PRESENTE
1
Para mim, este rumor
alado de primavera.
O vinho da claridade
em copos de mais azul.
Tua lúcida presença.
Enquanto, distante, a terra,
com toda a sua umidade,
segura e sem pressa, espera.
*
2
É suave, suave, a pantera,
mas se a quiserem tocar
sem a devida cautela,
logo a verão transformada
na fera que há dentro dela.
O dente de mais marfim
na negrura toda alerta,
e ser de princípio a fim
a pantera sem reservas,
o fervor, a força lúdica
da unha longa e descoberta,
o êxtase de sua fúria
sob o melindre que a fera,
em repouso, se a não tocam,
como que tem na singela
forma que não se alvoroça
por si só, antes parece,
na mansa, mansa e lustrosa
pelúcia com que se adorna,
uma viva, intensa jóia.
*
3
Assim o amor, o que não se dissolve:
como um cacto real, sem aspereza.
Assim o amor real é como um cacto,
o que não se dilui em farta seda,
mas se amacia em seda farta e doce,
e, não sendo água, nem sendo diluível,
é o que se toca e sente, e ver-se pode
não vendo, como aquilo que é sorvido,
e é água sem ser água e sem ser sangue;
e sem ser água dessedenta,
e é quase um fogo essa água toda lenta,
água não água, essa água consistente,
a que se cristaliza numa gema,
numa gema que fosse toda quente.
•
Marly de
Oliveira nasceu em Cachoeiro de Itapemirim, Espírito Santo em 1938. Formou-se em Letras Neolatinas na PUC-RJ. Seu primeiro livro saiu em 1958, Cerco da primavera.
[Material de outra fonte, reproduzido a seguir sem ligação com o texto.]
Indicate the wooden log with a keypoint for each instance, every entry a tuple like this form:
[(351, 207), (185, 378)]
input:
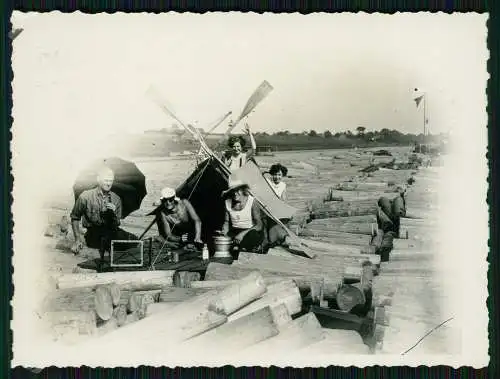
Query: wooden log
[(418, 233), (127, 280), (120, 314), (103, 303), (298, 334), (240, 333), (341, 238), (331, 274), (133, 302), (153, 334), (335, 195), (115, 292), (184, 278), (353, 297), (107, 326), (218, 271), (354, 228), (320, 247), (84, 322), (175, 294), (235, 296), (346, 220), (69, 300), (211, 284), (360, 186), (334, 342), (79, 270), (286, 293), (154, 294), (161, 307)]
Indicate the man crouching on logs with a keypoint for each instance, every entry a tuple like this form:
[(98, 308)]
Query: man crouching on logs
[(100, 210), (243, 221), (176, 217)]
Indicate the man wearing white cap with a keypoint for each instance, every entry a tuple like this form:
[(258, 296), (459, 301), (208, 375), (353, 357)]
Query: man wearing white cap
[(243, 219), (100, 211), (177, 217)]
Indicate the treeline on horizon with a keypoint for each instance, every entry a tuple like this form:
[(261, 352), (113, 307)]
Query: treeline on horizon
[(166, 141)]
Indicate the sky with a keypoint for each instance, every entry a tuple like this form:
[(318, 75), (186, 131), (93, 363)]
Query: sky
[(79, 79), (329, 72)]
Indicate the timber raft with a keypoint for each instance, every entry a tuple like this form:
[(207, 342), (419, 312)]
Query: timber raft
[(366, 291)]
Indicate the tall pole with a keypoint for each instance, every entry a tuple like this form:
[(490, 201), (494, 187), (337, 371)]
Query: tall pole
[(425, 114)]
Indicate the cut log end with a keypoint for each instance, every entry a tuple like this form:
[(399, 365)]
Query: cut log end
[(184, 278), (349, 296), (103, 303)]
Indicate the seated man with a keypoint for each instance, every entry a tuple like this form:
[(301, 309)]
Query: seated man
[(243, 219), (177, 217), (100, 210)]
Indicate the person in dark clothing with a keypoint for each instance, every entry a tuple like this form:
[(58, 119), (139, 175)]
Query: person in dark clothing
[(177, 217), (100, 211)]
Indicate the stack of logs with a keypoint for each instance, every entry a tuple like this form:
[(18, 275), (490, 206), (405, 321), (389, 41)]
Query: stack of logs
[(256, 296), (225, 322), (96, 303)]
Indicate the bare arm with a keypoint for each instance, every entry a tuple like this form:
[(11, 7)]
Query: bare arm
[(194, 216), (225, 226), (257, 217), (163, 225)]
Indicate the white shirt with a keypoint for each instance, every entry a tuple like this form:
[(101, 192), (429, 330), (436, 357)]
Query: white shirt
[(277, 188), (241, 219), (235, 163)]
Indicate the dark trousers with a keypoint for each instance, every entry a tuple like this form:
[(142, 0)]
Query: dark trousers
[(251, 242), (100, 238)]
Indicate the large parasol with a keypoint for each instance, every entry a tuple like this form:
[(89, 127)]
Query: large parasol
[(129, 183)]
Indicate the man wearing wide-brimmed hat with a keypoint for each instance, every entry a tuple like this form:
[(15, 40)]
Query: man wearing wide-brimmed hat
[(176, 217), (243, 219)]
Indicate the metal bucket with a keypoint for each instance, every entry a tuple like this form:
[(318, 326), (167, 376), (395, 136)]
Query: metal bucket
[(222, 246)]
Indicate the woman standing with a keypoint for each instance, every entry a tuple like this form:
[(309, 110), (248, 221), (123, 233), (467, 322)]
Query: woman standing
[(243, 220), (235, 157), (278, 172)]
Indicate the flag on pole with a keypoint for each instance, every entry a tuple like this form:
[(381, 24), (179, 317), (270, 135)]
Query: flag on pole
[(418, 100)]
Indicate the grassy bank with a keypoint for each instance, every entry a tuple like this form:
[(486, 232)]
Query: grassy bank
[(162, 144)]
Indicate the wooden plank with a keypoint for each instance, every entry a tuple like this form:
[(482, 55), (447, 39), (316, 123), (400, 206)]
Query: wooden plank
[(286, 293), (127, 280)]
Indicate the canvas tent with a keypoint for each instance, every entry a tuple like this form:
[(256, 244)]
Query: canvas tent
[(204, 186)]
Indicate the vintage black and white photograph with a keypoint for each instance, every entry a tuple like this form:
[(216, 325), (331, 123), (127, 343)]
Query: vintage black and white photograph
[(249, 189)]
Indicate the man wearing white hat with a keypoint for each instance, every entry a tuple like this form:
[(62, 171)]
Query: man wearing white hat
[(177, 217), (243, 219)]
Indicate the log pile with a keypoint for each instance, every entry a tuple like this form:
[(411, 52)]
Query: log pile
[(358, 279), (97, 303)]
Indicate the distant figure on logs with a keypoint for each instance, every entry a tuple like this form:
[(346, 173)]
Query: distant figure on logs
[(100, 210), (278, 172), (235, 157), (243, 220), (177, 217), (391, 211)]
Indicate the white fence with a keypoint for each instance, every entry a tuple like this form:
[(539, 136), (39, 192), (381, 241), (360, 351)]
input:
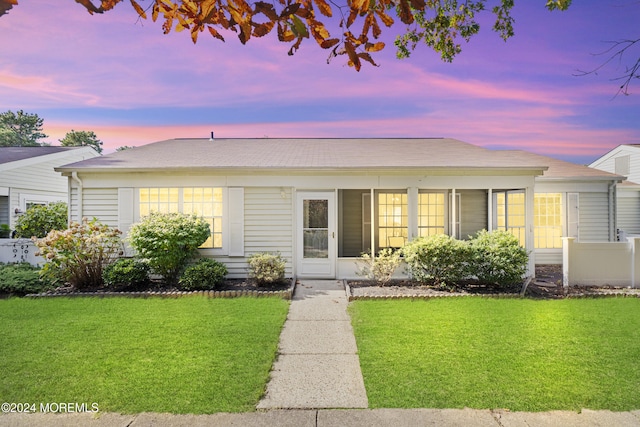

Publicou ainda Explicação de Narciso (1960), A suave pantera (1962), O sangue na veia (1967), Contato (1975), A força da paixão (1982) e O mar de permeio (1997), entre outros.
A poesia de Marly de Oliveira filia-se à terceira geração do Modernismo. A poeta morreu no Rio de Janeiro em 2007.
* Os poemas aqui publicados são de Cerco da primavera, A suave pantera e O sangue na veia.